Transformation and continuation, conquest and disintegration, growth and contraction were the historical ebbs and flows of the Early Byzantine world. Questions raised can be: how much of the Late Roman past continued and what did change? What do we mean by ‘Byzantium’? How (dis)similar was it from the Roman Empire and other Post-Roman states? Can we distinguish a ‘break’ between the ancient and medieval worlds?
Apart from famous monuments and historic landmarks, attention is paid to economy and commerce, conflict and natural catastrophes, power systems and state formation, and the rise, spread, and impact of new religions. Topics for discussion can range from the Arabic expansion and the 7th-century crisis to the Silk Roads.
These themes and questions will be explored with an archaeological focus. Developments in both towns and the countryside, from large urban centres to rural settlements, will be discussed. Furthermore, the sea is essential. Differences between well-connected coastal zones and remote inland areas will be discussed. How did people, objects, and ideas move? What was the impact of maritime travel and exchange?
The course starts with a general layout of the module.
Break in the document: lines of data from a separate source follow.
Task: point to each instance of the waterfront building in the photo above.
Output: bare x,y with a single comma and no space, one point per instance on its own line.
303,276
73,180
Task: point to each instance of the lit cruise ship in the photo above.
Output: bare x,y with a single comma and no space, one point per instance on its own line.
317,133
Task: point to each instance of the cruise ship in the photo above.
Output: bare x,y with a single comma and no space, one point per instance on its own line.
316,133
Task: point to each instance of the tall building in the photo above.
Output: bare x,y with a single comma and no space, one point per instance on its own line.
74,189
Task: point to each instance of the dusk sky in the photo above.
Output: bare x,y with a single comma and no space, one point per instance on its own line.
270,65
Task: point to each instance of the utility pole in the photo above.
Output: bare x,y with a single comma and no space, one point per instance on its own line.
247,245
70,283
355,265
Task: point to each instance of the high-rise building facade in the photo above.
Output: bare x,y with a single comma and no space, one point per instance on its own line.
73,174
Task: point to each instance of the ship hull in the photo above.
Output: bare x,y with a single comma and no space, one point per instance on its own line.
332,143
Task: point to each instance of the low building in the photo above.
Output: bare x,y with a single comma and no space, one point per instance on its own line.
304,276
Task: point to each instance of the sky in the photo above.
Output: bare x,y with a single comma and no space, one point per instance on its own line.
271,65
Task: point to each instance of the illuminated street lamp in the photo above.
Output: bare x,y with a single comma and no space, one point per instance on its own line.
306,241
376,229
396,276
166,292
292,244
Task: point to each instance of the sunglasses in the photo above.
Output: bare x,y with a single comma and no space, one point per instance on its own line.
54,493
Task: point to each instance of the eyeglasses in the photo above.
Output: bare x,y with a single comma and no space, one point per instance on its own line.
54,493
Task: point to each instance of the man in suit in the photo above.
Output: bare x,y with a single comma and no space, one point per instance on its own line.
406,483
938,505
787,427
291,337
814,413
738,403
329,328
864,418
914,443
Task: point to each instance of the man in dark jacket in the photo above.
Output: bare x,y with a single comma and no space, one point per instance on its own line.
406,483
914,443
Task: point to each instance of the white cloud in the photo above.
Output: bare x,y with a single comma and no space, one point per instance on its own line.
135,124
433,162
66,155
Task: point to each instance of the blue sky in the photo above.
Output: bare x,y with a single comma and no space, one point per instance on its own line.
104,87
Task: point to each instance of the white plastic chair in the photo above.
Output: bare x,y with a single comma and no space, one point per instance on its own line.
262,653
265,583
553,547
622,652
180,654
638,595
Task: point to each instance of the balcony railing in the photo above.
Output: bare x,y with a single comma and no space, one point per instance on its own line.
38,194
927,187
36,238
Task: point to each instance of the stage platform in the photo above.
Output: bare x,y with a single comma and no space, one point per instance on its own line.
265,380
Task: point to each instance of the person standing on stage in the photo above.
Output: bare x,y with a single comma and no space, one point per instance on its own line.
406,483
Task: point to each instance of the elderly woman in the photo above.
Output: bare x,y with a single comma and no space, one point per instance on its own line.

The successive meetings include introductory lectures on the themes and case studies of the week. This is followed by student presentations on weekly topics accompanied by group discussions. One class consists of a hands-on material practical during which the students get acquainted with medieval ceramics from the Mediterranean and the Near East.
After this course, students:
Have obtained primary knowledge about the cultural, social, and economic changes that took place in the early medieval Mediterranean and Near East;
Can reflect upon the key archaeological evidence on which this knowledge is based;
Have the ability to critically reflect on both data and their interpretation in discussions and writing.
Course schedule details can be found in MyTimetable.
Log in with your ULCN account, and add this course using the 'Add timetable' button.
Mode of instruction
Seminar with lectures;
Presentation and weekly assignments (short abstracts of 200-400 words) (40%);
Active participation in class discussions (10%);
Final essay of 2,000 words and an abstract of 500 words (50%).
All essays must be submitted through Turnitin/Brightspace, and only on-time Turnitin/Brightspace submissions count. A retake is only possible for the final essay, and only if all other requirements have been met and a genuine and complete first final essay has been submitted.
All assessment deadlines (exams, retakes, paper deadlines etc.) can be found in MyTimetable.
Log in with your ULCN account, and add this course using the 'Add timetable' button. To view the assessment deadline(s), make sure to select the course with a code ending in T and/or R.
Deadlines for assignments are included in the course syllabus.
Weekly summaries need to be handed in at the end of every lecture week via Turnitin/Brightspace. The deadline for the final essay will be in three weeks after the last lecture week.
The reading list will be published on Brightspace.
Registration start dates for the BA2 seminars differ from the registration dates of the regular courses.
Registration will take place with the use of forms. These will be e-mailed by the study advisers to all BA2 students and pre-master students at the beginning of October 2023.
The Administration Office will register all Archaeology BA2 students in uSis for their seminar exams. However, confirmation of these exams in MyStudymap is mandatory. No confirmation = no participation!
For more information about this course, please contact prof. dr. J.A.C. (Joanita) Vroom.
Attendance is not compulsory but strongly recommended. Attendance and active participation influence grading.